Pakistan bans all Indian TV and radio as tensions mount
- Published
Pakistan has banned all television and radio content from India and threatened to shut down any stations that flout the sanction.
The ban drew immediate criticism from cable operators and viewers in Pakistan, where Indian soaps and Bollywood films are popular.
It follows a souring in relations between the south Asian neighbours.
Tensions have run high since India cracked down on protests in Indian-administered Kashmir in July.
Relations worsened in September when militants attacked an army base there, killing 18 soldiers.
India accuses Pakistan of arming and training insurgents fighting for Kashmir's independence from India or its merger with Pakistan - a claim Pakistan denies.
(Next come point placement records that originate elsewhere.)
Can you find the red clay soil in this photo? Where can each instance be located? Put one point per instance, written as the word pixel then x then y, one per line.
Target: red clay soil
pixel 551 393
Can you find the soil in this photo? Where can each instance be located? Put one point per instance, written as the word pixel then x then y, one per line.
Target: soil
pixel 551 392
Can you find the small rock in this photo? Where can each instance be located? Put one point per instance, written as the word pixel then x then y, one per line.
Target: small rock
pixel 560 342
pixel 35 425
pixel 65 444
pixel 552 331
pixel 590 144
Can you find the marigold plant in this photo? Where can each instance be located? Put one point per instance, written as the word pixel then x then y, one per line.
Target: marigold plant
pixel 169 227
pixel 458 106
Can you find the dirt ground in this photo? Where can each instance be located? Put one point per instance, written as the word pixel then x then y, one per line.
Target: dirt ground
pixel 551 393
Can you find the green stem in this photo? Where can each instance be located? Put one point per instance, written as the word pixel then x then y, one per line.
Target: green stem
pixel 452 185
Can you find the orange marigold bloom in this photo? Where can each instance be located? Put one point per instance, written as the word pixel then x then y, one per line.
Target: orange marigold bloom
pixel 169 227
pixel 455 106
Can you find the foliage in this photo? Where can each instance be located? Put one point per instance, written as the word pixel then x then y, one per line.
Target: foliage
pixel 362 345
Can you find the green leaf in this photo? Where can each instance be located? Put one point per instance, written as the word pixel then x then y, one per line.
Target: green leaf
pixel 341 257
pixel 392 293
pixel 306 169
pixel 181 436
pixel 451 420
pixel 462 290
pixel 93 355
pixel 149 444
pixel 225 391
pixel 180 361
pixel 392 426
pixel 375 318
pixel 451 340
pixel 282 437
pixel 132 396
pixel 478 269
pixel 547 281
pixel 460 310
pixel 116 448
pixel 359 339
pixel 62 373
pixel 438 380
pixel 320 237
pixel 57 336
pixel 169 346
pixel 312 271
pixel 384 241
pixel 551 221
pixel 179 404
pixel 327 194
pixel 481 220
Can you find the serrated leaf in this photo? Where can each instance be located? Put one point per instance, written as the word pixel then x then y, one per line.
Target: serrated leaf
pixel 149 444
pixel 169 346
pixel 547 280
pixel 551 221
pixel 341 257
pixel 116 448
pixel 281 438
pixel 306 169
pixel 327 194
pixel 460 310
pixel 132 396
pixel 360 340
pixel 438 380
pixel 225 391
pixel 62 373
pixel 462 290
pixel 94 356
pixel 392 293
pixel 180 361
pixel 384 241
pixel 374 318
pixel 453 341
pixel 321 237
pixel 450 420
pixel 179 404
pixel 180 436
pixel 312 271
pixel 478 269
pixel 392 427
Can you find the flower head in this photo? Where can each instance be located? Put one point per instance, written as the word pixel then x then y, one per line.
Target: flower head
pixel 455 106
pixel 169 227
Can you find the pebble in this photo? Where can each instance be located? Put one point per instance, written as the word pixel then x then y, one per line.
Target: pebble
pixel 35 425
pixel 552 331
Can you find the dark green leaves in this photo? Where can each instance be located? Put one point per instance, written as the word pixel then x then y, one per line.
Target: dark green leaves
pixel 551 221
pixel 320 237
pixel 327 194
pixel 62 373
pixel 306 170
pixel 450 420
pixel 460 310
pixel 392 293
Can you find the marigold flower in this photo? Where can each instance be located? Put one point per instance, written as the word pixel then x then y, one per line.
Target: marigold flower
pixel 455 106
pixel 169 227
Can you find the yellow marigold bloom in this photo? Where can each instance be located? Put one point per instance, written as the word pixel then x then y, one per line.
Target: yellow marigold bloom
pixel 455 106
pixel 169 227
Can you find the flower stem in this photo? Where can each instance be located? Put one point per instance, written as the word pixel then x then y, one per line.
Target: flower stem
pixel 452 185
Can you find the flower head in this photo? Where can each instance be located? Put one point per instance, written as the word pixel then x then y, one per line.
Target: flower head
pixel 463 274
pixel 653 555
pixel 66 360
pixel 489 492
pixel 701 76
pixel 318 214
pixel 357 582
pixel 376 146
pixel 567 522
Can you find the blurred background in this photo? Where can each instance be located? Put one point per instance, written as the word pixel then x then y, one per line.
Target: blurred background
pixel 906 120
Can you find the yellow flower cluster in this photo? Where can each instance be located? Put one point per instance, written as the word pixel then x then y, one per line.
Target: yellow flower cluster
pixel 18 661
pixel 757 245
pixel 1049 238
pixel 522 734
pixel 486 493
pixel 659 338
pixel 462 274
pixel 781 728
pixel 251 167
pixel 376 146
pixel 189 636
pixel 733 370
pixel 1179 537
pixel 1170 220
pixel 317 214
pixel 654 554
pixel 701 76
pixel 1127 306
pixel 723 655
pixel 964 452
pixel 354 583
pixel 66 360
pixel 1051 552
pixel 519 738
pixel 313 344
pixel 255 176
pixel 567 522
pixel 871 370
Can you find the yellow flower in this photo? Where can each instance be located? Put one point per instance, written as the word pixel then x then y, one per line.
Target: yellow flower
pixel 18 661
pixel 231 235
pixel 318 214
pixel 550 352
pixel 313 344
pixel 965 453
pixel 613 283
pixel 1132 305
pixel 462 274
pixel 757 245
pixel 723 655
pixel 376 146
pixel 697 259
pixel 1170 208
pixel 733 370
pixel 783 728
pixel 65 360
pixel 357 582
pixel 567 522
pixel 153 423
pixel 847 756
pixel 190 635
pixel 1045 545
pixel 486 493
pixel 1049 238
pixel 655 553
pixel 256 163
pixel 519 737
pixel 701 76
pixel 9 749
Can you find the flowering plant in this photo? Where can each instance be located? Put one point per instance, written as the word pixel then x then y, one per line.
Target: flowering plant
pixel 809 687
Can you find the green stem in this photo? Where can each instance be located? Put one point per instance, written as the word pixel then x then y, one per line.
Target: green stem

Pakistan's blanket TV and radio ban follows a tit-for-tat series of restrictions in both countries' respective media industries.
There were calls in India after the Kashmir attack for a ban on Pakistani actors and actresses in the country's Bollywood film industry.
Pakistani cinemas responded by banning Bollywood films and some Indian channels.
The new blanket ban has not gone down well with viewers. "My wife is in grief ever since the ban has come into effect," Saleem Ahmed, 55, an art gallery curator in Karachi, told Reuters.
Rubina Jan Muhammad, a 30-year-old maid, said: "What entertainment do we have apart from watching Indian dramas?
"We cannot go out of our homes, our male family members don't like us going out apart from for work."
Disputed Muslim-majority Kashmir has been a flashpoint for decades and has sparked two wars between India and Pakistan, which both control parts of the territory.
More than 80 people, nearly all anti-government protesters, have died in more than two months of violence against Indian rule.